The migration of fines into gravelpacks from both unconsolidated reservoirs and through the injection of fluids from the wellbore, is characterised by permeability reduction which may be gradual or instantaneous depending on the invasion process and the pore blocking mechanism. In an attempt to define the maximum allowable levels of fines that can be tolerated by a typical gravelpack which will ensure optimum production capacity over the economic life of the well, an experimental project on pore blocking mechanisms in gravelpacks was initiated in the Department of Petroleum Engineering at Heriot-Watt University in order to define the gravelpack permeability decline as a function of production time.

In this paper, the results of the experimental studies which show the trends of gravelpack permeability reduction as a function of the pore blocking phenomena are presented. Five prevailing pore blocking mechanisms were identified, each characterised by the profile of permeability reduction against time. Based on the characteristic profiles, specific pore blocking mechanism models were developed to quantify gravelpack impairment as a function of gravel-fines size ratio, fines concentration, and fluid production rate. These models have been incorporated into a computerised well performance model which can be utilised to predict both the initial and lifetime performance of a gravelpacked well.

Specific case studies, using field data, to illustrate how the well performance model can be utilised to conduct sensitivity analysis of the productivity index to fines concentration, gravel size and production time. Application of the studies to the analysis of gravelpacked well performance especially with respect to maximum allowable level of fines injection during water flooding for injection wells or formation fines production level for specific commercial gravels are presented. The paper also illustrates how the system can be used to predict possible plugging time of a typical gravelpack.

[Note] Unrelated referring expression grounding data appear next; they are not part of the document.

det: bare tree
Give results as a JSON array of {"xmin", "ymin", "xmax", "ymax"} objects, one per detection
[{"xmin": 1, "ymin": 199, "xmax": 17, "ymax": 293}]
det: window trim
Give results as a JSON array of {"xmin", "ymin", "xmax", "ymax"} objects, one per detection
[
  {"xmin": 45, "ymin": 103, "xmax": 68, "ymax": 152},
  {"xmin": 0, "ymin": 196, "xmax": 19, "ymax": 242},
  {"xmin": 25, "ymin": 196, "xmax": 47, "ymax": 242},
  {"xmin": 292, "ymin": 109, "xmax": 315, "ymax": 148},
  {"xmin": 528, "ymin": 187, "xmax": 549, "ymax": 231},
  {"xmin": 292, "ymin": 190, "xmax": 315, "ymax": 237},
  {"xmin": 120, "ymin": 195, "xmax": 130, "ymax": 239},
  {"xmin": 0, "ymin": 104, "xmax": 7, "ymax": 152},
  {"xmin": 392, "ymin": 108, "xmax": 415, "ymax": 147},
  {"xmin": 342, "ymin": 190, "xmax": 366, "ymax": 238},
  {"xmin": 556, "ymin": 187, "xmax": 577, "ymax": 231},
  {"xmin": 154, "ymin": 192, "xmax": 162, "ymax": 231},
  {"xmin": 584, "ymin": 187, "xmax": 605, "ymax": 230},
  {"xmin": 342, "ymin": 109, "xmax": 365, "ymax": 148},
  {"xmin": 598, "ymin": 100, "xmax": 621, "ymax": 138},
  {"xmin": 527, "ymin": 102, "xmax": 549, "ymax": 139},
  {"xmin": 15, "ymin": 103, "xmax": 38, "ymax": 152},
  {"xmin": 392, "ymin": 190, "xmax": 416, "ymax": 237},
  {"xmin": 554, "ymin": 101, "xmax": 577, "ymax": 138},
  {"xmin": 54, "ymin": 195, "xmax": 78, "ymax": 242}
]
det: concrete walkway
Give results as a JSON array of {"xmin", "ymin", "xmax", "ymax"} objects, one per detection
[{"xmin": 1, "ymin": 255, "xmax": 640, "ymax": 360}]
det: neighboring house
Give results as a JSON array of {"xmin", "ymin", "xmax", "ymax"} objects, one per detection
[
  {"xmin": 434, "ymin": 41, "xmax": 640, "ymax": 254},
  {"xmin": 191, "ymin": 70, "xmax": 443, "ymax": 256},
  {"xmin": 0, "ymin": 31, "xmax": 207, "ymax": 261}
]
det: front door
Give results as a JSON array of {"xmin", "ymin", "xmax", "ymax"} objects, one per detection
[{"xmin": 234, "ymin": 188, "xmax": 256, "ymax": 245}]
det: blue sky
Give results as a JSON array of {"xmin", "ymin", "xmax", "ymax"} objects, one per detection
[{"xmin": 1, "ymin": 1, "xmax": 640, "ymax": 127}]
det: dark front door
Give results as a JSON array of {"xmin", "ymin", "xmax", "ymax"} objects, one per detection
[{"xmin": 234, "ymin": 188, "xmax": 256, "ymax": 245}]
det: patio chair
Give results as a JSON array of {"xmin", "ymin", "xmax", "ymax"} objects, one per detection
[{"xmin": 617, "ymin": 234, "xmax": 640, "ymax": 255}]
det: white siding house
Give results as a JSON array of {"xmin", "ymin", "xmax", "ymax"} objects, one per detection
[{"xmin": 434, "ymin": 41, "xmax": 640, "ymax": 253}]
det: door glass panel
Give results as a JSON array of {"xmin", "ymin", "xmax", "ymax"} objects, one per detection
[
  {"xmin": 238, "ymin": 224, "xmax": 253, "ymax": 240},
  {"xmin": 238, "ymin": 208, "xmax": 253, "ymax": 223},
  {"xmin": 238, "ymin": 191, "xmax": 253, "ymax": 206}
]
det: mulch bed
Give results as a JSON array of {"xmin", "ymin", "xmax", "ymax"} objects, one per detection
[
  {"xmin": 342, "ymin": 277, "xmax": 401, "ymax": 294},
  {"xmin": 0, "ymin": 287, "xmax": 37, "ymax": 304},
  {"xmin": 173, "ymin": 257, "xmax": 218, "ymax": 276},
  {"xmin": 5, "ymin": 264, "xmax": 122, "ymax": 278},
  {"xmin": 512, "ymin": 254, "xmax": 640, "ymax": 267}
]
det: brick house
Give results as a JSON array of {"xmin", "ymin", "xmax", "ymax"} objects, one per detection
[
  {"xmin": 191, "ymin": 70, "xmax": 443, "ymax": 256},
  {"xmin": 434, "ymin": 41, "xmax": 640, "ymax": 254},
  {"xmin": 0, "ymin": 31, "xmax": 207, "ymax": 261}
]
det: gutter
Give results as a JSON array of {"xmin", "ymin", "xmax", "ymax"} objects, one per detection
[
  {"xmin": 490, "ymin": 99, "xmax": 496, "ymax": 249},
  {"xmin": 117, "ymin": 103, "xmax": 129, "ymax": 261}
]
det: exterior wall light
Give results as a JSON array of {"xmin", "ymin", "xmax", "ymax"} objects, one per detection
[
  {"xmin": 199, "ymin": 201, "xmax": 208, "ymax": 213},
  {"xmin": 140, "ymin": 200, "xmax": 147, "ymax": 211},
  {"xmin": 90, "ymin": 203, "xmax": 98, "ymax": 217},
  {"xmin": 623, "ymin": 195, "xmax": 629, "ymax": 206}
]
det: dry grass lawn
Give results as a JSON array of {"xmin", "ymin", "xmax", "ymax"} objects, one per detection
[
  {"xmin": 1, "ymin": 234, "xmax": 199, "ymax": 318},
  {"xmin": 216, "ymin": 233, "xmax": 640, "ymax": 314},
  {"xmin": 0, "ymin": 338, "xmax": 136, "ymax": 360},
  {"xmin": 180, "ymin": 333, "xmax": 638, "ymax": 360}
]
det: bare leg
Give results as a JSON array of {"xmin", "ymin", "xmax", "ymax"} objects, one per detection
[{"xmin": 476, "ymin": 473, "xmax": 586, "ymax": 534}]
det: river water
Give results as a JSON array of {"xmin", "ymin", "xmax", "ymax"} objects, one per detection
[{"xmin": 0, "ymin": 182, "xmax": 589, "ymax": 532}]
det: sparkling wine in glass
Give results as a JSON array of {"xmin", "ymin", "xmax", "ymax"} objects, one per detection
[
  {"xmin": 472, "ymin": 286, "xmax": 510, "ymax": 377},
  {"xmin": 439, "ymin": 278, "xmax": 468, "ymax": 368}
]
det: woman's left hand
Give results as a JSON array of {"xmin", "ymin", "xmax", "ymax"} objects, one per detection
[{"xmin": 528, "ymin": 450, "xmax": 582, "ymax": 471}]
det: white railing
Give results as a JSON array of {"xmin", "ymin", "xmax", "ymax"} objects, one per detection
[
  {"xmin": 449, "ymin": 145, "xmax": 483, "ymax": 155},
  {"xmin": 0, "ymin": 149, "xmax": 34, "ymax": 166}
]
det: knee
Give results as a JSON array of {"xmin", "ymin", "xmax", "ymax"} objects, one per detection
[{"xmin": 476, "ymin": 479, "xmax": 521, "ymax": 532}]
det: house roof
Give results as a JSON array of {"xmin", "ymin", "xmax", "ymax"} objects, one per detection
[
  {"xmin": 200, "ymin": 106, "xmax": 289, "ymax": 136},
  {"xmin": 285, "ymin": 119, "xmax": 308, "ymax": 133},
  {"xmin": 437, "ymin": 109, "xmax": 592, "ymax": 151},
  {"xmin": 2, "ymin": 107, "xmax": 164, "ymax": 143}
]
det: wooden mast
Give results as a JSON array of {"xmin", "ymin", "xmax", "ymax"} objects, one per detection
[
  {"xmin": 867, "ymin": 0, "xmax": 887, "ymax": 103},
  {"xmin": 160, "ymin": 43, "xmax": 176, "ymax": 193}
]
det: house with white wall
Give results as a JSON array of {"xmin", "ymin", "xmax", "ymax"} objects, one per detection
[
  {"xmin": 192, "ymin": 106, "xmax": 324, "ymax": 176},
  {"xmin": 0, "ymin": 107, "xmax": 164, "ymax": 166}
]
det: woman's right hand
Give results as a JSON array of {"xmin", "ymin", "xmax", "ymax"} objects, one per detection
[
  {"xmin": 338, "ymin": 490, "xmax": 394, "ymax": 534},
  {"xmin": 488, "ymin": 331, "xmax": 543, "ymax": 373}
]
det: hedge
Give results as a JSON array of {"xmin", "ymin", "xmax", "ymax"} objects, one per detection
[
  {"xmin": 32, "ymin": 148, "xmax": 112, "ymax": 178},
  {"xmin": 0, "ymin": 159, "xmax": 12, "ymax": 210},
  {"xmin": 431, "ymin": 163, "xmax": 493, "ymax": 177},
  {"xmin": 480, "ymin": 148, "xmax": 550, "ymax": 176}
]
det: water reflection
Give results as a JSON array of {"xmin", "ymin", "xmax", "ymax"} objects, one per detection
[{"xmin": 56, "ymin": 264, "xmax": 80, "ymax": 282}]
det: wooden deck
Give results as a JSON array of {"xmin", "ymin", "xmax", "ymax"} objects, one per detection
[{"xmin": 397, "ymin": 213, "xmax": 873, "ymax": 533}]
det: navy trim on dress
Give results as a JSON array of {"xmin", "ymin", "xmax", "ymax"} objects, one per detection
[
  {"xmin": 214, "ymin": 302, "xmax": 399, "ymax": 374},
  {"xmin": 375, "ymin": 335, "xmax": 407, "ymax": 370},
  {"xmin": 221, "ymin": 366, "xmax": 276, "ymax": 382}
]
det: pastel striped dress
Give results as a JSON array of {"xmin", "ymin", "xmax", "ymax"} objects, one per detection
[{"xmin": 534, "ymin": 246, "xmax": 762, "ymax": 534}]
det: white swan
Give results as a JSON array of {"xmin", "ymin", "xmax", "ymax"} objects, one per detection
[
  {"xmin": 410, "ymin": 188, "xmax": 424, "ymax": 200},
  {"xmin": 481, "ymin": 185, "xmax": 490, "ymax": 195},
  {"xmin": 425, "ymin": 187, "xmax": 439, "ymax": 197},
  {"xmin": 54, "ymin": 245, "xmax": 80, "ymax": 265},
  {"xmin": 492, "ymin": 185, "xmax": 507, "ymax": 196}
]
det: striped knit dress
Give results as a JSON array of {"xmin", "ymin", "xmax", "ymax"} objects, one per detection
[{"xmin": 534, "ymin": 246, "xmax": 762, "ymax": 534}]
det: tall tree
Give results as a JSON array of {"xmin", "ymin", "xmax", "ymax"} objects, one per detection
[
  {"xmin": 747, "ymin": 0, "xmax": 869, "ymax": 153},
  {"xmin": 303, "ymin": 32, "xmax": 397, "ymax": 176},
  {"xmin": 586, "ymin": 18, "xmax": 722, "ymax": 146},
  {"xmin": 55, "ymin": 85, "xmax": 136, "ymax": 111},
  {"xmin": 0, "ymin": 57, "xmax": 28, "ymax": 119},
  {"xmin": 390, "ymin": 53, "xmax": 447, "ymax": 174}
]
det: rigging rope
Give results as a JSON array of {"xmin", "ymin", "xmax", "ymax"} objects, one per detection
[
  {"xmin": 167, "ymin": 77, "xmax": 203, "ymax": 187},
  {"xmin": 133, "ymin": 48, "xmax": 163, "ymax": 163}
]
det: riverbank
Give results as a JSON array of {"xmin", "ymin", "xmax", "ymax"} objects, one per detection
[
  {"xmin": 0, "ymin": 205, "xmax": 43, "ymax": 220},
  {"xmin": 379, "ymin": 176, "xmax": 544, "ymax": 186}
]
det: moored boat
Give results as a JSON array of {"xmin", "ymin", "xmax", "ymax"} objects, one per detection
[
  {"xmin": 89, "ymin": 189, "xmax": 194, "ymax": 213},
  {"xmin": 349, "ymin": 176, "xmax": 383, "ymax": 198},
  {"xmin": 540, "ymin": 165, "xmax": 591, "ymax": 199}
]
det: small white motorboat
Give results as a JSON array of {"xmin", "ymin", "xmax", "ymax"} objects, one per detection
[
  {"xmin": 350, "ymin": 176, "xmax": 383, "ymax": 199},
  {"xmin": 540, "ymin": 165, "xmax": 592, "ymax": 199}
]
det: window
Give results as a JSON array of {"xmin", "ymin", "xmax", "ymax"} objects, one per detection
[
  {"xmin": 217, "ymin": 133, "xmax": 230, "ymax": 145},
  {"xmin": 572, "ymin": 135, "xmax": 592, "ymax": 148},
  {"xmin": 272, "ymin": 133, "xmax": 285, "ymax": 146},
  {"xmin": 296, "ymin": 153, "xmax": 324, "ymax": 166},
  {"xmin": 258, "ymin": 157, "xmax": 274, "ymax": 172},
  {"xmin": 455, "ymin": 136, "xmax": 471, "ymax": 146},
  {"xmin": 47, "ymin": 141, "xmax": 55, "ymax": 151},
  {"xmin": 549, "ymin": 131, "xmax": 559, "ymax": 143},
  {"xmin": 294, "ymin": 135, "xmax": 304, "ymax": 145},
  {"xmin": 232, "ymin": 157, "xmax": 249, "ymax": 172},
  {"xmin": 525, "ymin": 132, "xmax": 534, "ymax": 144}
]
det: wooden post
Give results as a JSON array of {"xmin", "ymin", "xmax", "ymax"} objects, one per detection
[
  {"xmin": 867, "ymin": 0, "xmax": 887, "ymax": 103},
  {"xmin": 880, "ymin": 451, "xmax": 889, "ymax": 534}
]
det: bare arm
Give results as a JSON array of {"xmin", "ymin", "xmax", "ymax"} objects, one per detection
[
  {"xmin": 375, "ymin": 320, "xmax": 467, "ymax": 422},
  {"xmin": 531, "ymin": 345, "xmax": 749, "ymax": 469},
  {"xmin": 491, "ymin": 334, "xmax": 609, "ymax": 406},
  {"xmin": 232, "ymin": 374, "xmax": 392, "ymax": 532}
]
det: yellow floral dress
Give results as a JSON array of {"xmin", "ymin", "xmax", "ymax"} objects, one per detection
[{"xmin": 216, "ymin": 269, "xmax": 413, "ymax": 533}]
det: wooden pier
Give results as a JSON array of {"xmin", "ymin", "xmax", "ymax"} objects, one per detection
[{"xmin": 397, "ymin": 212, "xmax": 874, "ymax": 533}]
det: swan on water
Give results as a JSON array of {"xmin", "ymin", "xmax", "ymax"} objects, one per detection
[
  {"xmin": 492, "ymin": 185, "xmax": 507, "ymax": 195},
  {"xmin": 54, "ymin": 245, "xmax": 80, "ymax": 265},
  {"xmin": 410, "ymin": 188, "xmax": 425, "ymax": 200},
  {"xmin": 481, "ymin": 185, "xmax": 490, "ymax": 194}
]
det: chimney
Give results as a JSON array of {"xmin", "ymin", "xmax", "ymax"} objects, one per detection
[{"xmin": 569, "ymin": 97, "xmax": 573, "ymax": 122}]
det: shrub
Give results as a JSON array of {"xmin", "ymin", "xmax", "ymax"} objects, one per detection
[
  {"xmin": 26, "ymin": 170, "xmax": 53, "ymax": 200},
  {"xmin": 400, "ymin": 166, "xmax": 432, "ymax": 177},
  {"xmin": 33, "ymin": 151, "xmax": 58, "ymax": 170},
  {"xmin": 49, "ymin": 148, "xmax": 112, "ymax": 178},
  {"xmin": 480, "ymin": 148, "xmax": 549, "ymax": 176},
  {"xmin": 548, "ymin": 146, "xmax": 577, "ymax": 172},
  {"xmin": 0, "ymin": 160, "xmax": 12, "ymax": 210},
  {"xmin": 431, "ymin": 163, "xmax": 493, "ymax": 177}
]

Gravelpacks are installed primarily to control the migration of load-bearing formation sand grains and other fines from unconsolidated reservoirs. The design of the gravelpack is therefore geared primarily towards:

prevention of sand migration into the wellbore maximisation of productivity through the use of specially processed pack sands (gravel) minimisation of impairment as a result of particle plugging

Achievement of these objectives require the use of rigorously defined criteria in the choice of gravel size. Most gravelpack designs have been geared towards achieving optimum control of sand migration or absolute stoppage with some sacrifice on productivity.